Роджер вздохнул. Он говорил очень быстро, и меня вдруг начала охватывать дрожь. Я отчетливо ощущал исходящие от него волны страха. Но чего он боится?
—Вот, послушай,— сказал он.— Я хочу процитировать тебе кое-что. Дора упомянула об этом прошлой ночью. Мы с ней читали книгу известного английского газетного обозревателя Брайена Эппльярда. Ты о нем слышал? Он написал книгу под названием «Постижение современности». Дора дала мне экземпляр. Там есть рассуждения, с которыми полностью согласна Дора... относительно того, что все мы «духовно обеднели»...
— Я тоже с этим согласен.
— Но речь шла и о чем-то еще — там было что-то относительно необходимости выбора О том, что можно создавать теологические теории, но, для того чтобы быть действенными, они должны исходить откуда-то изнутри, из самых глубин человеческой души. Я помню, как она это называла. Словами Эппльярда: «Совокупность человеческого опыта».— Роджер умолк. Чувствовалось, что он растерян, что его мучают сомнения.
—Да, она ищет и жаждет именно этого.— Мне отчаянно хотелось успокоить его, заверить в том, что я все понимаю.— Она всей душой к этому стремится.
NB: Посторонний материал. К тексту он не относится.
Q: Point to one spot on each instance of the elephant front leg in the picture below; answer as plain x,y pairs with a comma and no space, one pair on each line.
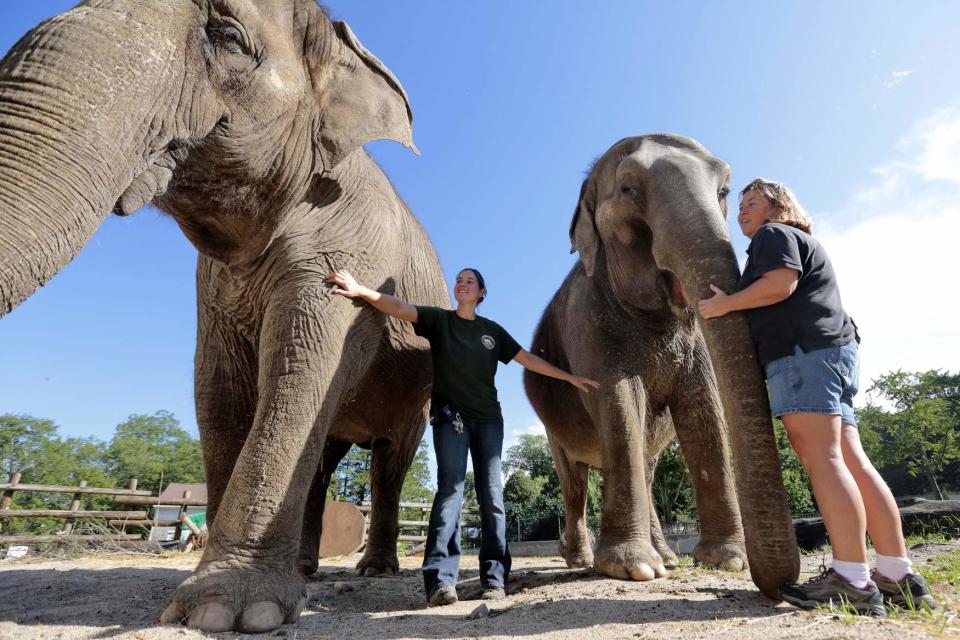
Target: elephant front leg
309,557
576,544
624,549
698,419
248,578
388,468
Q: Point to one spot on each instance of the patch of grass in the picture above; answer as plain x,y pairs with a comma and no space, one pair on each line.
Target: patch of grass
943,570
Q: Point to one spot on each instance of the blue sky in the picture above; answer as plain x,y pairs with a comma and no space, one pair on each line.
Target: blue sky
855,105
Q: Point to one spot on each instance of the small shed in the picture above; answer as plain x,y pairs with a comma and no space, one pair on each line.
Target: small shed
170,512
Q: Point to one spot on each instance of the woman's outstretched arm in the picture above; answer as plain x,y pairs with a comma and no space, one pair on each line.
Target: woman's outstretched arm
390,305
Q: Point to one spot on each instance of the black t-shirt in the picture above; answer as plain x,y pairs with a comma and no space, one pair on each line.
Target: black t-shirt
813,316
465,354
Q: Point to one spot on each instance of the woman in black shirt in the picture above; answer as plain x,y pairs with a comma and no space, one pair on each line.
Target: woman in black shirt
466,417
808,346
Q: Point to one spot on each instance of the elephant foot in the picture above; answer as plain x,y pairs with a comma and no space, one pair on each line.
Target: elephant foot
577,549
378,563
636,560
725,553
226,595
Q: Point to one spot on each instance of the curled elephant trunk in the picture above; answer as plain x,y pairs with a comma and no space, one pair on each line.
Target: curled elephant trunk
771,545
83,114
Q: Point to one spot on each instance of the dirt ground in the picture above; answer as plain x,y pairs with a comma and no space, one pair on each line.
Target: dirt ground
121,597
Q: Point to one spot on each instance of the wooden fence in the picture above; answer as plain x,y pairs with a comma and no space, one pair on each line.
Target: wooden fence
74,513
131,497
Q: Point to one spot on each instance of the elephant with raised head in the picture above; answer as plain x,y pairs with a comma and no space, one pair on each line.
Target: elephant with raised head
244,120
651,231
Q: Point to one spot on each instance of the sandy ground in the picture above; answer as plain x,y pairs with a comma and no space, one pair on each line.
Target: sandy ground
121,597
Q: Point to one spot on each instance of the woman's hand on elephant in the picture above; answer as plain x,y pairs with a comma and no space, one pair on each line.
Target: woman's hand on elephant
716,306
584,384
346,285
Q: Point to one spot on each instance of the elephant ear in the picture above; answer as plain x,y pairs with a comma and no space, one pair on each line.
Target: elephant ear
583,229
360,100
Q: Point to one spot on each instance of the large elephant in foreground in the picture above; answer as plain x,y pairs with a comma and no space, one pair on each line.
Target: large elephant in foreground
244,121
651,231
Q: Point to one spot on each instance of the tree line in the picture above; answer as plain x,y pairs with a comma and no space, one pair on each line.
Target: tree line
910,428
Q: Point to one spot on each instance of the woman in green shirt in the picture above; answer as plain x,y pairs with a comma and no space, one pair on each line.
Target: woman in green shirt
466,419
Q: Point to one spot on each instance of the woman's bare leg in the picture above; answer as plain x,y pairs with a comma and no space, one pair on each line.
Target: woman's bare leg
883,517
816,439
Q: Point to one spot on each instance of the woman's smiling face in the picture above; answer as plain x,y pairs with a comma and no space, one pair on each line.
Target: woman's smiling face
467,289
755,211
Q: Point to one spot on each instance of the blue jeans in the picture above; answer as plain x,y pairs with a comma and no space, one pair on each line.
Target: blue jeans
820,381
441,559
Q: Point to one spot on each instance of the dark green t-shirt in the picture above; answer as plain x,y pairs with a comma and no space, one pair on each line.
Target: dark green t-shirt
465,354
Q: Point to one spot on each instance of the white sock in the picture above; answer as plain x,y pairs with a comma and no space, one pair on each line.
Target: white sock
856,573
894,568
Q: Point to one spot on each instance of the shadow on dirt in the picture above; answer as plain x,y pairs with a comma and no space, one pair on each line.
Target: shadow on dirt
123,599
118,601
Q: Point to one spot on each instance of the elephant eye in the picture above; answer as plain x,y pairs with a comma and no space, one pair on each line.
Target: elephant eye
227,38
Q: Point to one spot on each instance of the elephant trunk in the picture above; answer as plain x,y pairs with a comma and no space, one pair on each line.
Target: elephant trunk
771,545
83,110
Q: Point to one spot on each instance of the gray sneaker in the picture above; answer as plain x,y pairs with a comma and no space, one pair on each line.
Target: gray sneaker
911,591
443,594
830,588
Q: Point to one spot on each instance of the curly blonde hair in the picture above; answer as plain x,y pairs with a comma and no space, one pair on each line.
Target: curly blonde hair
788,210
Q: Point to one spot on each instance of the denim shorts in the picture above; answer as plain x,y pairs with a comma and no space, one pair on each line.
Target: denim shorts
821,381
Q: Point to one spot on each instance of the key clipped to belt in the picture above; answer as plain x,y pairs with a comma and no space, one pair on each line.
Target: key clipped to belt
447,414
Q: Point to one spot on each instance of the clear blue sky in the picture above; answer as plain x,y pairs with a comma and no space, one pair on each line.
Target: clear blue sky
854,104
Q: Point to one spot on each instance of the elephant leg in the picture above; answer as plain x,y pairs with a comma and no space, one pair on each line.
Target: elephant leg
309,558
576,544
248,578
624,550
225,389
657,538
388,467
698,419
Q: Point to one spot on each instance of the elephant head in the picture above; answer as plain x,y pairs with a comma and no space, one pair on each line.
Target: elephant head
223,112
652,216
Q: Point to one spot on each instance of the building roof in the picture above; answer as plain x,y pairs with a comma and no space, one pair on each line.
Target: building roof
175,490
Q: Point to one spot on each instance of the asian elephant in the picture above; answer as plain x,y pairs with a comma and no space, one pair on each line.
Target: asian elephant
650,228
243,120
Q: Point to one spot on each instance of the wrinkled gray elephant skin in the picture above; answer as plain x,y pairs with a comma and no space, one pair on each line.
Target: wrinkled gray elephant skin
244,121
651,232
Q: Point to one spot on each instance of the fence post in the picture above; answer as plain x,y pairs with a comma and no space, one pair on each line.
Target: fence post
74,506
8,495
132,486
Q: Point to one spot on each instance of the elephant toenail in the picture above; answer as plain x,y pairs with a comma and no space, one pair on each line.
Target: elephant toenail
213,617
260,617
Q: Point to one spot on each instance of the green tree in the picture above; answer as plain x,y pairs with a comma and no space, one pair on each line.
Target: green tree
922,432
22,442
795,479
417,485
520,493
150,447
351,480
671,488
33,447
532,455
Я вдруг поймал себя на том, что вцепился в него с не меньшей силой, чем он в меня, и точно так же стараюсь удержать его рядом.
Роджер смотрел в сторону.
Меня охватила невыразимая печаль. Зачем, почему я это сделал? Да, этот человек был мне интересен, я знал, что он порочен. Но как я мог? С другой стороны, что было бы, останься он рядом со мной таким, каков есть? Что, если бы он стал моим другом?
Ладно, это все детские рассуждения, эгоистичные и корыстные. Мы говорили о Доре, о теологии. Конечно, точка зрения Эппльярда была мне понятна. «Постижение современности»... Я вспомнил эту книгу. Отыскал ее в глубинах своей бессмертной памяти и словно перечел заново.
Роджер молчал и не шевелился.
— Послушай, чего ты так боишься? — спросил я.— Пожалуйста не темни, не скрывай от меня ничего!
Я вцепился в него — грубо, бессовестно, но при этом едва не плача при мысли о том, что убил этого человека, отнял у него жизнь, а теперь отчаянно жажду только одного: как можно дольше удержать возле себя его дух.
Он не ответил. Но выглядел очень испуганным.
Оказывается, я вовсе не безжалостное чудовище, каковым всегда себя считал. Я не могу равнодушно видеть людские мучения. Я всего лишь проклятый упрямец, так и не разучившийся сопереживать страданиям других.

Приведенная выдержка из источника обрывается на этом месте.